Bug 1464352

Summary:	volume section is not ignoring errors by default while triggering rebalance
Product:	[Red Hat Storage] Red Hat Gluster Storage	Reporter:	SATHEESARAN <sasundar>
Component:	gdeploy	Assignee:	Sachidananda Urs <surs>
Status:	CLOSED ERRATA	QA Contact:	SATHEESARAN <sasundar>
Severity:	medium	Docs Contact:
Priority:	unspecified
Version:	rhgs-3.3	CC:	amukherj, asrivast, rhinduja, rhs-bugs, smohan, storage-qa-internal
Target Milestone:	---
Target Release:	RHGS 3.3.0
Hardware:	x86_64
OS:	Linux
Whiteboard:	3.3.0-devel-freeze-exception
Fixed In Version:	gdeploy-2.0.2-12	Doc Type:	If docs needed, set a value
Doc Text:		Story Points:	---
Clone Of:		Environment:
Last Closed:	2017-09-21 04:49:50 UTC	Type:	Bug
Regression:	---	Mount Type:	---
Documentation:	---	CRM:
Verified Versions:		Category:	---
oVirt Team:	---	RHEL 7.3 requirements from Atomic Host:
Cloudforms Team:	---	Target Upstream Version:
Embargoed:
Bug Depends On:
Bug Blocks:	1417151

Description SATHEESARAN 2017-06-23 08:08:10 UTC

Description of problem:
-----------------------
The default behaviour of the any section is that to ignore errors by default. If user wishes **not** to proceed with gdeploy execution post any failure, he have to add this line ignore_*_errors=yes

But [volume] section now stops execution, when encountering a failure, which is against the expectation

Version-Release number of selected component (if applicable):
-------------------------------------------------------------
gdeploy-2.0.2-11.el7rhgs

How reproducible:
-----------------
Always

Steps to Reproduce:
-------------------
1. Trigger rebalance on a volume

Actual results:
---------------
The script tries to start the volume, as the volume is already started, it fails to proceed further and doesn't triggers rebalance

Expected results:
-----------------
As long as ignore_volume_errors=no is mentioned, volume start failure should be ignored, and rebalance should get triggered


Additional info:
----------------

Here is the exact config file:
[hosts]
host1.example.com

[volume]
action=rebalance
volname=vol1
state=start

This was working well with gdeploy-2.0.1-13.el7rhgs

Comment 2 Sachidananda Urs 2017-06-23 09:58:03 UTC

(In reply to SATHEESARAN from comment #0)
> Description of problem:
> -----------------------
> The default behaviour of the any section is that to ignore errors by
> default. If user wishes **not** to proceed with gdeploy execution post any
> failure, he have to add this line ignore_*_errors=yes


sas, the default is not to ignore errors. And gdeploy to stop soon after it 
encounters errors. We changed to this behavior after a debate.

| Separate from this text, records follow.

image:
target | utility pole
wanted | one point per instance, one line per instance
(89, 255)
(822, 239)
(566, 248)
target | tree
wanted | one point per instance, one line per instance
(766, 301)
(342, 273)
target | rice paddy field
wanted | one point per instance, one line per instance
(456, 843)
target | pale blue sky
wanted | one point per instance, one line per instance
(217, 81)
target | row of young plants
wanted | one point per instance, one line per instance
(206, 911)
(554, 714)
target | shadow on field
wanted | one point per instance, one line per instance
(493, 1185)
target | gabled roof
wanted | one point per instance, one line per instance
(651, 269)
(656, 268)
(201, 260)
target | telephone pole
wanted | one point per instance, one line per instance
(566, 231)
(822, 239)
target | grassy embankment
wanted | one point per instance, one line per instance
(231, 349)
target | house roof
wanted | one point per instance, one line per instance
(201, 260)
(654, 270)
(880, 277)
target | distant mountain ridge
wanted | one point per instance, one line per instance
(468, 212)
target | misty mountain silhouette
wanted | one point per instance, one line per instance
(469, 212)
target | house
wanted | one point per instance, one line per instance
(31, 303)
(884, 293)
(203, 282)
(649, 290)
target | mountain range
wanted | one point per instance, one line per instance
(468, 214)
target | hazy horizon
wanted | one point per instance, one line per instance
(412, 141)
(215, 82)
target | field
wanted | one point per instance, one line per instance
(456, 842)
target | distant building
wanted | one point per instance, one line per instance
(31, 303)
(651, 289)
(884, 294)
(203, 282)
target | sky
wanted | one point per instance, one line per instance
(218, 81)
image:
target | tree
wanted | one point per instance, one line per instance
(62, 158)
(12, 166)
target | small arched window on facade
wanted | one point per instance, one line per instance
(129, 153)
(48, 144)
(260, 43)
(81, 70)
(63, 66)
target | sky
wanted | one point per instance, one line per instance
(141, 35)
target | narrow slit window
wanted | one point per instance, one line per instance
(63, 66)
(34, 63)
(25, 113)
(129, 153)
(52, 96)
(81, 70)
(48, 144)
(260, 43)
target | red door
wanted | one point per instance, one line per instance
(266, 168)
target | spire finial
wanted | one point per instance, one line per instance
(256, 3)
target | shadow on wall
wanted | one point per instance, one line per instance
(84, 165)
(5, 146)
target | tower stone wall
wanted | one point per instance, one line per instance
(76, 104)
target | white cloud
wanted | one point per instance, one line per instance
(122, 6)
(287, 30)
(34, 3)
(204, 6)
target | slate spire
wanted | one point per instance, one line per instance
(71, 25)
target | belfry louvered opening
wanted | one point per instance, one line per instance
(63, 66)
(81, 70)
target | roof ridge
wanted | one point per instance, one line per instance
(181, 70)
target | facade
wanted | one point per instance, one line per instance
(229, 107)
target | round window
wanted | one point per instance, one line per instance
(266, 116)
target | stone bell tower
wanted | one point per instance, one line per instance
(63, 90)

Ref: https://github.com/gluster/gdeploy/blob/master/gdeploylib/helpers.py#L467

            # Exit gdeploy in case of errors and user has explicitly set
            # not to ignore errors
            if retcode != 0 and Global.ignore_errors != 'yes':
                self.cleanup_and_quit(1)


However, the scenario in this bug is a special case. And we will handle that.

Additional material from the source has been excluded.